WOW! This photo represents a lot. (No, I'm not going to blog about how much my seriously outdated kitchen needs to be remodeled ... and just in case anyone out there feels the uncontrollable urge to remind me, please be confident that as you speak, I am hanging my head and repeating, "yeah, I know, I know ...").
This entry will actually be about "letting go". Letting go of stress. Letting go of fear. Letting go of ... CONTROL. With just one look at this photo by my older children, they will be able to tell you exactly what I'm talking about.

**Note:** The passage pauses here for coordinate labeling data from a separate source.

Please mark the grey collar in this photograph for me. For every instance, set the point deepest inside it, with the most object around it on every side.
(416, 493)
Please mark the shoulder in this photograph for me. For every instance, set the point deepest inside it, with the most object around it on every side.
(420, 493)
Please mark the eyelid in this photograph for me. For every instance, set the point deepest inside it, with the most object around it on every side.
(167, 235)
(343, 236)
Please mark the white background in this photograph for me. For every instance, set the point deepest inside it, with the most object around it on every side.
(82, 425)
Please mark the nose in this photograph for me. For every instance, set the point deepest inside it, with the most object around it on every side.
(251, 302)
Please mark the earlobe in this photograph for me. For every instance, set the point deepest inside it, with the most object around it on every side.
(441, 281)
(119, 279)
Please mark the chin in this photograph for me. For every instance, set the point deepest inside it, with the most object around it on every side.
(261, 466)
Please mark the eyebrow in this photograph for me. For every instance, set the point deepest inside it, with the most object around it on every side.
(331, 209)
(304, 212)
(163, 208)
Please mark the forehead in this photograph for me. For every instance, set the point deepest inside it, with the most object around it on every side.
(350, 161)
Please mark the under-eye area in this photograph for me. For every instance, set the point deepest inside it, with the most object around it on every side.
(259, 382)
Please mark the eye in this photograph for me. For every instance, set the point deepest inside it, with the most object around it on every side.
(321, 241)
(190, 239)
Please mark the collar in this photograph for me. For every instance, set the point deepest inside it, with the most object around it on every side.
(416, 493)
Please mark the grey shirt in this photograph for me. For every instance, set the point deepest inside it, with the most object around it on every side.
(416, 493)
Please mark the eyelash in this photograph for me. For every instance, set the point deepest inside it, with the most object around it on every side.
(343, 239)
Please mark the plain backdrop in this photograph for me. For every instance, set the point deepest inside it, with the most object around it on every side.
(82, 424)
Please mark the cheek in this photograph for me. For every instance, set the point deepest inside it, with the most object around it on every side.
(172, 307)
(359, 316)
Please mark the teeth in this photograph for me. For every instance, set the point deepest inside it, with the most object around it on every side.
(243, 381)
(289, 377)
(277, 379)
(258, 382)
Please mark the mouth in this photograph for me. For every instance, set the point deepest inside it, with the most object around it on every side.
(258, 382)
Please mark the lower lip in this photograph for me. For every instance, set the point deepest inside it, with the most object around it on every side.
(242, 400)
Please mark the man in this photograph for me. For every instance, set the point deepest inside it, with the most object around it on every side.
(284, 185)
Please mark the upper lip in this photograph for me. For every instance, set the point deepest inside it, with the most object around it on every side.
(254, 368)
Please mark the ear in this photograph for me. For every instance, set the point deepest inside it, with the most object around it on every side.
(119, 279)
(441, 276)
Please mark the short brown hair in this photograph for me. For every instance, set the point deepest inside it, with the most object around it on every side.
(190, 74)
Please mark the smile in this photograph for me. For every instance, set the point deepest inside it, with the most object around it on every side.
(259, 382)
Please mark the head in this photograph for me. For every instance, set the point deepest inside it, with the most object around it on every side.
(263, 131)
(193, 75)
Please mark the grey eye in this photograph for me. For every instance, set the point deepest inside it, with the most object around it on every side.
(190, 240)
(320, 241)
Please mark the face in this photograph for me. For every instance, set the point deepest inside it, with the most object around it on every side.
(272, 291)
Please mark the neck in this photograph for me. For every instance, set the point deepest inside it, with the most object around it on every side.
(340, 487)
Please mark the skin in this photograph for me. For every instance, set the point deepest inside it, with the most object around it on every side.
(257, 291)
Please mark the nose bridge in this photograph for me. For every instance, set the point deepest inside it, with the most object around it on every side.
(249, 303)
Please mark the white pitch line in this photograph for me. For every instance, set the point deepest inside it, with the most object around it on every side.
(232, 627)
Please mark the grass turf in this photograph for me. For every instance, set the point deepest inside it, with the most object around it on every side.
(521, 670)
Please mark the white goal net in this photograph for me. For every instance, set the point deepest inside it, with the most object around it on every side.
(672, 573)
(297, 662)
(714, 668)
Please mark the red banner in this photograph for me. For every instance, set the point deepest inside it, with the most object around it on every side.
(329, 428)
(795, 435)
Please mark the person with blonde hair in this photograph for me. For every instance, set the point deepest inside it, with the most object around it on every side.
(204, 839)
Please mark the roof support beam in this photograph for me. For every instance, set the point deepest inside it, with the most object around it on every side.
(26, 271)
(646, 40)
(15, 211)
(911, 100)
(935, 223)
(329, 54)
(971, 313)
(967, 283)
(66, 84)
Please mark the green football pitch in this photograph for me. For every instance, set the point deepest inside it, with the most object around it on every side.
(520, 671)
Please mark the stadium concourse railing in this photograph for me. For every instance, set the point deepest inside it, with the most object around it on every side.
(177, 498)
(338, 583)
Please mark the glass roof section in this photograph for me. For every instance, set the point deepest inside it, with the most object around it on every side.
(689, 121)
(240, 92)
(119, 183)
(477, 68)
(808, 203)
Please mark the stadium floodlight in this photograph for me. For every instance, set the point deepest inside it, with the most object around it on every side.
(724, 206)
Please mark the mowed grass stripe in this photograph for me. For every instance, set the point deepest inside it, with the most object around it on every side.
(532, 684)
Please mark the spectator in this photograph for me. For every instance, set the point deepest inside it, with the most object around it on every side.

I worked outside the home for 17 years. Not just one full-time job mind you - there were times when I worked two full-time jobs OR a full-time job and a part-time job. Why, I've even been known to work two full-time jobs along with a part-time job. Basically, I worked all the time - anywhere from 60-105 hours per week outside the home. Factor in commute time and I was only home long enough check on my sleeping children, catch less than 5 hours sleep for myself, then get the children off to school the next morning. The weekends? I usually worked things out so I could be home Saturday and Sunday mornings - this afforded me time to clean, do some laundry, grocery shop and cook a week's worth of meals before racing off to one of my jobs. Consequently, I had to run a "tight ship". Otherwise, there was the risk that absolute chaos would break out and the end result would be a huge mess that I did not have the time, and especially not the energy, to deal with.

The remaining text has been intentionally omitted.